Viendo que han habido razones para pensar que una economía relativamente fuerte mantendría a flote los números de las encuestas de Trump: un narcisista patológico sin disciplina a la hora de enviarle mensajes a la nación pensé que era un poco lógico que estuviera un poco detrás de Joe Biden a pesar de que el desempleo era históricamente bajo, pero llego la pandemia y con eso el país entró en una depresión inducida.

Dada la negativa de la administración a evitar las crisis fiscales a nivel estatal y su incapacidad para montar un plan real para prevenir una segunda ola de infecciones por coronavirus, la vida en Estados Unidos está a punto de empeorar antes de que vaya a mejorar.

Trump vio un aumento de su popularidad en las encuestas inmediatamente después del brote de coronavirus, pero también lo hicieron la gran mayoría de los líderes de las naciones afectadas y la razón es que los electores tienden a reunirse alrededor de sus líderes en tiempos de crisis. Pero esta deferencia a la autoridad suele ser temporal y depende también del buen desempeño.

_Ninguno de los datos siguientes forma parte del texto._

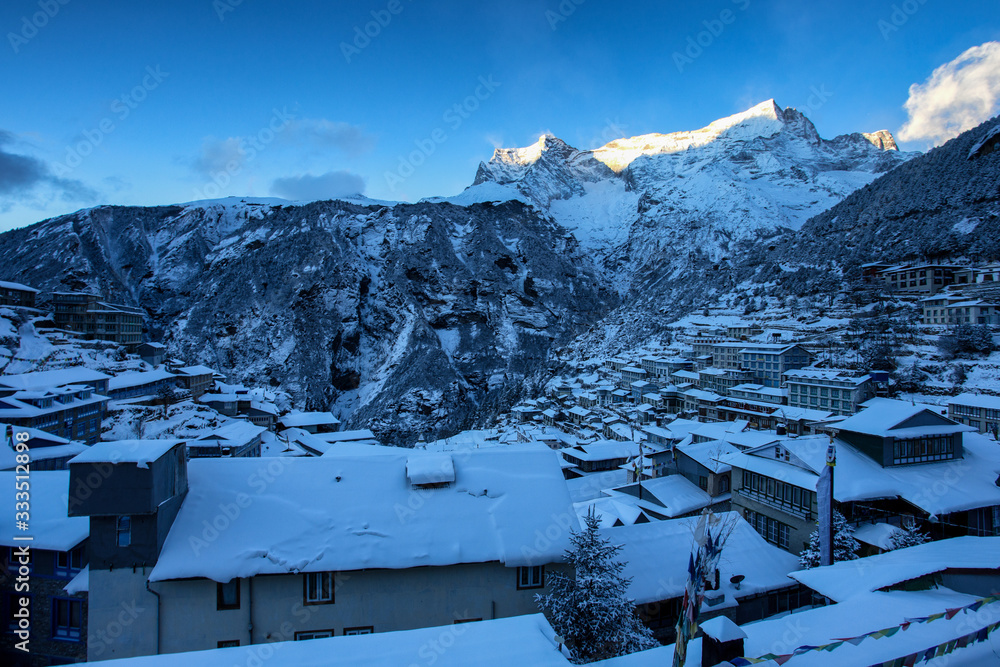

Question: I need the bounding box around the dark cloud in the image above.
[271,171,365,201]
[0,130,97,201]
[281,118,375,157]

Y sin embargo hemos pasado más de un mes en la peor crisis económica de Estados Unidos en 80 años y el índice de aprobación de Trump sigue siendo considerablemente más alto de lo que ha sido en la mayor parte de su presidencia.

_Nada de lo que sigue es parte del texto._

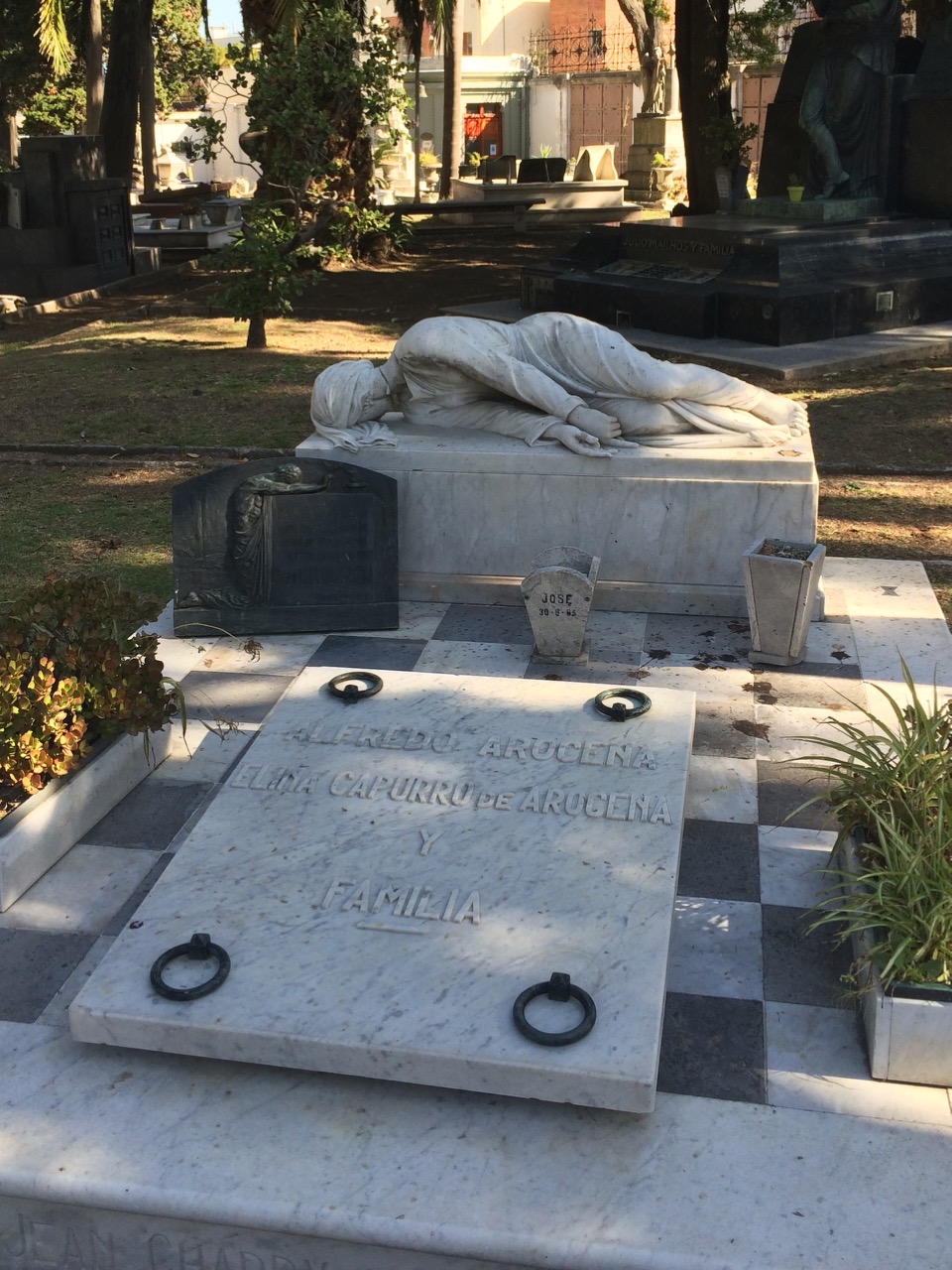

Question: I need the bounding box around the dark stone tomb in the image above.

Mientras tanto, en algunas encuestas, los votantes aún otorgan a la gestión de Trump del coronavirus una calificación más alta que su desempeño laboral general. Y una encuesta de Reuters / Ipsos publicada la semana pasada encontró a Trump en un empate estadístico con Biden sobre la cuestión de qué candidato sería mejor para liderar la respuesta al coronavirus de Estados Unidos, mientras que los votantes consideraron que el presidente “está mejor preparado para crear empleos” por un margen de 45 a 32 por ciento. Sin dudas, la aprobación del manejo de Trump de la pandemia está disminuyendo en la mayoría de las encuestas, pero no ha afectado su popularidad general.

El liderazgo de Biden en las encuestas nacionales se mantiene estable. Hay pocas posibilidades de que Trump reciba más votos que su rival demócrata este otoño. Pero, por supuesto, no necesitará debido a la sobrerrepresentación de votantes fuertemente republicanos, blancos y de escasa formación universitaria en los estados de campo de batalla, Biden probablemente necesitará ganar el voto popular por aproximadamente tres puntos para asegurar un colegio electoral. Además, la mayoría de las encuestas nacionales son de votantes registrados, no de los probables.

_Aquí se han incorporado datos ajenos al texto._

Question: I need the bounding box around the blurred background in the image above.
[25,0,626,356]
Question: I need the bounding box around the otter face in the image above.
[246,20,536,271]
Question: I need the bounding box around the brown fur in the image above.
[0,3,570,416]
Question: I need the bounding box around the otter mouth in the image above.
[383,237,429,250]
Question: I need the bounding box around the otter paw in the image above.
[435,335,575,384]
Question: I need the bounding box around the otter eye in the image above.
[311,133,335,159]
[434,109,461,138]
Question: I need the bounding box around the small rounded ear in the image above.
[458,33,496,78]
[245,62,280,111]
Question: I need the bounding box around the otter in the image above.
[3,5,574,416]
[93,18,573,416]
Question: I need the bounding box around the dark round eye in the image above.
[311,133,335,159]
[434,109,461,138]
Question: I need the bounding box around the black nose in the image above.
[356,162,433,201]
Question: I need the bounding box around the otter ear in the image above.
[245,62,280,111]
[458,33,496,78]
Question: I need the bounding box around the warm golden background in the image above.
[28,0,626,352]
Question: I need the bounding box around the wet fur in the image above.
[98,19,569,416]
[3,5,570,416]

Y dado que la base de votación más antigua del Partido Republicano todavía resulta más confiable que la más joven de los demócratas, una estimación razonable es que Biden vaya a obtener cuatro o cinco puntos menos entre los posibles votantes en los estados críticos que entre los votantes registrados en todo el país.

Hay que notar el efecto que el avance tecnológico tiene sobre las elecciones. Los politólogos han descubierto que cuando una región determinada asegura por primera vez el acceso a internet de banda ancha, sus residentes aumentan su consumo de informes de los medios de comunicación partidistas. Hoy en día, los estadounidenses obtienen más información sobre política de los medios nacionales, orientados ideológicamente, y menos de los locales, supuestamente neutrales, que nunca antes. En este contexto, tendría sentido que las variaciones en la calidad de los candidatos con voto negativo, o la fortaleza de las economías locales, ejercieran mucha menos influencia sobre el comportamiento de los votantes que hasta ahora.

Y, de hecho, no hubo una estrecha correlación entre el índice de aprobación de Barack Obama y el desempeño de la economía estadounidense durante su tiempo en el cargo.

En un mundo con menos votantes indecisos, es probable que una recesión perjudique menos a Trump que a Biden. Y candidato demócrata puede ganar un 3 por ciento más de votos en noviembre y aun así perder la presidencia.